20 septembre 2012 - Coup de coeur, Romans
Ce que le jour doit à la nuit

Younes vit avec son père, sa mère et sa petite sœur au milieu des champs. Quand sa famille perd tout, suite à l’incendie de ses terres, ils partent vivre à Oran.

Sauvé d’une existence misérable par son oncle pharmacien (marié à une française catholique), qui voit en lui le fils qu’il n’a jamais eu, Younes, devenu Jonas, change radicalement de vie. Le milieu social, l’éducation qu’il reçoit ainsi que les études qu’il fait lui permettent de progresser en marge des drames qui secouent son pays. Parce qu’il ne veut pas voir. Parce qu’il ne veut pas savoir. Il veut continuer de croire que l’amitié ne tient pas compte des origines. Mais derrière Jonas, Younes existe toujours. L’amour et la guerre ne l’épargneront pas.

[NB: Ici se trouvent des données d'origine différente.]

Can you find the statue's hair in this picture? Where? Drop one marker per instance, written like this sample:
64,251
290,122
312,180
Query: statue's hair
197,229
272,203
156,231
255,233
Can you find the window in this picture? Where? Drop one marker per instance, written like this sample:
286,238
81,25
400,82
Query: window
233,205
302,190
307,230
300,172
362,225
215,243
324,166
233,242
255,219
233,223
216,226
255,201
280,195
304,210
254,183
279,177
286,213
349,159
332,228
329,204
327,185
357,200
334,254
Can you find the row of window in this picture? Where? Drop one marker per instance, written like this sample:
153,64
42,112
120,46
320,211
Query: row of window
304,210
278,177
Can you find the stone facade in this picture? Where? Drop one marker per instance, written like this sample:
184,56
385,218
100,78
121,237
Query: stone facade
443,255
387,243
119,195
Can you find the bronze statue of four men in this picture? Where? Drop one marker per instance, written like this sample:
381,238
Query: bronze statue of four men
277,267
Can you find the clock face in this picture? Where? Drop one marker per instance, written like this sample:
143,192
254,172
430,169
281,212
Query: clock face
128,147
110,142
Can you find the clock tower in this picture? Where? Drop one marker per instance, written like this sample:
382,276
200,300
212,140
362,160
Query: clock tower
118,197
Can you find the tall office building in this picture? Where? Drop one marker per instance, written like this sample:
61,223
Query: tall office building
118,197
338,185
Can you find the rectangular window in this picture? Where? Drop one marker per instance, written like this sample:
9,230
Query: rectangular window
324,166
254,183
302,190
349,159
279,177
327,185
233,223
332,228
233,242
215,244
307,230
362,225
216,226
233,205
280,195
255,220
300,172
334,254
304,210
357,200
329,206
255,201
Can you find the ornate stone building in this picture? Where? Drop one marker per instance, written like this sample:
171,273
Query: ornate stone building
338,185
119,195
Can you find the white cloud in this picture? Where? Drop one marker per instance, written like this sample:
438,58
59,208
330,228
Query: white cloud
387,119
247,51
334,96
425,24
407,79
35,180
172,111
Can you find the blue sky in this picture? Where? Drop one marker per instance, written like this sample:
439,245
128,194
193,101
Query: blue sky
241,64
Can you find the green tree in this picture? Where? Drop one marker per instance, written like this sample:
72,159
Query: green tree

Si certaines lectures nous échappent quand d’autres nous frappent de plein fouet, on peut se demander quelle en est la cause ; à mes yeux, c’est la part de résonance provoquée chez le lecteur qui fait toute la différence. Ce que le jour doit à la nuit a remporté mon entière adhésion car son sujet, l’Algérie et ses troubles qui menèrent à la guerre portant son nom, et ses répercussions tant pour les Algériens que pour les émigrés européens ou les pieds-noirs, est profondément liée à mon histoire familiale. Comme beaucoup de français, mes ancêtres étaient pieds-noirs, mon grand-père et ma mère sont nés à Oran ; vous pouvez imaginer l’émotion qui m’a saisie en approchant, par le biais de la fiction, tout un pan de mon histoire filiale.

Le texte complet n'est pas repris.